Twitter Facebook Flickr Youtube RSS Share

27 novembre 2007 - Conseil de sécurité - Soudan (Darfour) - Intervention de M. Jean-Maurice Ripert, représentant permanent de la France auprès des Nations unies

intervention de l’Ambassadeur Jean-Maurice Ripert, Représentant permanent de la France auprès des Nations Unies, 27 novembre 2007

Je remercie M. Guéhenno et M. Eliasson de leurs exposés.

Je souhaite, pour commencer, réaffirmer le plein soutien de la France à leurs efforts et à ceux du Secrétaire général en vue de trouver, de concert avec l’Union africaine, une issue à la crise du Darfour.

L’échéance prévue pour le transfert d’autorité de l’AMIS à la MINUAD est aujourd’hui très proche. Cette échéance a été fixée par la résolution 1769, adoptée à l’unanimité par notre Conseil. Il est donc de notre responsabilité d’aider le Secrétariat et l’Union africaine à la tenir. Nous devons en outre nous assurer que la nouvelle opération sera suffisamment robuste et dissuasive pour que le drame d’Haskanita, que nous avons condamné avec la plus grande fermeté, ne puisse pas se reproduire.

La délégation française salue les pays qui ont d’ores et déjà accepté d’envoyer des troupes dans le cadre de la liste établie par les deux organisations. Elle en appelle aux pays qui pourraient fournir à la MINUAD les capacités spécialisées qui lui font encore défaut.

Ma délégation souhaite rendre hommage au Secrétariat et à l’Union africaine pour leur souci constant de consultation avec les autorités soudanaises.
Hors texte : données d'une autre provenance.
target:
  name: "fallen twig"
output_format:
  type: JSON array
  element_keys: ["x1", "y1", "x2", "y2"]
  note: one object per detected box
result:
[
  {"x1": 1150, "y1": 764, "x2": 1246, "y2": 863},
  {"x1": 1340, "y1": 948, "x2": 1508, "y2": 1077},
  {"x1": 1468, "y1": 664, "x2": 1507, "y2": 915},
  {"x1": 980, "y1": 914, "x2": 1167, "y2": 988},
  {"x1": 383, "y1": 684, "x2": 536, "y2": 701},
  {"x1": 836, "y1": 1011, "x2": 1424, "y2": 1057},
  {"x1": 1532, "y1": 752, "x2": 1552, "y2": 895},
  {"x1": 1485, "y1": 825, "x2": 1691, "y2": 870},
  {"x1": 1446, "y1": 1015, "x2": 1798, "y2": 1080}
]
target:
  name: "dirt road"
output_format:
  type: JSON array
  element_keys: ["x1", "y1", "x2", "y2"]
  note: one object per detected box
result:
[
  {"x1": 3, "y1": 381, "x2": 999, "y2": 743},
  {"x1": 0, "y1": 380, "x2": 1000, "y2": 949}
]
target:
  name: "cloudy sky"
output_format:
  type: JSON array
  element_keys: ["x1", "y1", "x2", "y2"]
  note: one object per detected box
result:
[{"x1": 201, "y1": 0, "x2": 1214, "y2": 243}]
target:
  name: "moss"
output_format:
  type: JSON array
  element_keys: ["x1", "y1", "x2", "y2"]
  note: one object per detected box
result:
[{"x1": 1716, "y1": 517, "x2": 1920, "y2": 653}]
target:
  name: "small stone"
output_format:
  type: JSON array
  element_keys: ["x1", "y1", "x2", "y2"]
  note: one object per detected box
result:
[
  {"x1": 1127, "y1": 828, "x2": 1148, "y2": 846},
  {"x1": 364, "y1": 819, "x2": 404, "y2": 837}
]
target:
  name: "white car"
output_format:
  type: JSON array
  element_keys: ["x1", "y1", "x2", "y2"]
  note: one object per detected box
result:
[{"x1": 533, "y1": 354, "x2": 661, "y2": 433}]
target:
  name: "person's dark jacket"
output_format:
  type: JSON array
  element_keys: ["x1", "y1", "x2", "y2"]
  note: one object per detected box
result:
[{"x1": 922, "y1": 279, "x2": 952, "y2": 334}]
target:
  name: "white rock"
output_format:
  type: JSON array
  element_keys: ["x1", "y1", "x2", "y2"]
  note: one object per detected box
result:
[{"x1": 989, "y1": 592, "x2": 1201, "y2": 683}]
Le Secrétaire Général Adjoint en a rappelé les nombreuses étapes. Il n’est plus temps de renégocier les arrangements convenus, mais de les mettre en œuvre, dans la transparence.

Ma délégation appelle à la pleine coopération du Gouvernement soudanais avec les Nations Unies et l’Union Africaine pour parvenir à la mise en place de la MINUAD. L’accord donné en juin dernier était un pas dans la bonne direction, que le Conseil avait salué. Il est temps aujourd’hui pour les autorités soudanaises de traduire cet accord dans les faits, car les Nations Unies et l’Union africaine ont fait tout ce qui leur était possible pour tenir compte des préoccupations du Gouvernement soudanais tout en préservant un degré satisfaisant d’efficacité de la force.

Les termes des débats sont clairs. Ils ont parfaitement été posés et détaillés par le Secrétaire Général Adjoint : Il s’agit aujourd’hui pour le gouvernement soudanais de prendre ses responsabilités et de démontrer s’il accepte réellement, comme il s’y est engagé auprès de notre Conseil, le déploiement de l’opération hybride. L’heure n’est plus à la procrastination, mais à l’action.

Il en va de la sécurité et du bien-être de centaines de milliers d’hommes, de femmes et d’enfants dont le seul espoir repose aujourd’hui sur les Nations Unies et l’Union Africaine.

Il en va aussi de la crédibilité et de l’efficacité de notre Conseil dans sa capacité à préserver la paix et la sécurité internationales.

S’agissant du processus politique, nous saluons le lancement à Syrte des négociations sous l’égide des comédiateurs de l’Union africaine et des Nations Unies, MM. Jan Eliasson et Salim Ahmed Salim.

Il est de la responsabilité de toutes les parties d’en assurer le succès, en respectant une cessation des hostilités et en participant aux pourparlers. Concernant le cas particulier de M. Abdoulwahid el Nour, la France ne ménage aucun effort pour le convaincre de rejoindre le processus. Nous prenons nos responsabilités, comme nous appelons toutes les parties à le faire.

Ma délégation reconnaît la contribution importante apportée par le Gouvernement autonome du Sud Soudan et les acteurs régionaux au processus conduit par les Nations Unies et l’Union africaine. Les premiers résultats obtenus à Syrte et à Jouba sont encourageants. Nous souhaitons toutefois encourager tous les acteurs à continuer à œuvrer de concert, en liaison permanente avec les comédiateurs des Nations Unies et de l’Union africaine, qui dirigent l’ensemble du processus.

Je souhaiterais enfin exprimer le soutien de la France au choix des comédiateurs d’associer étroitement la société civile du Darfour au processus politique.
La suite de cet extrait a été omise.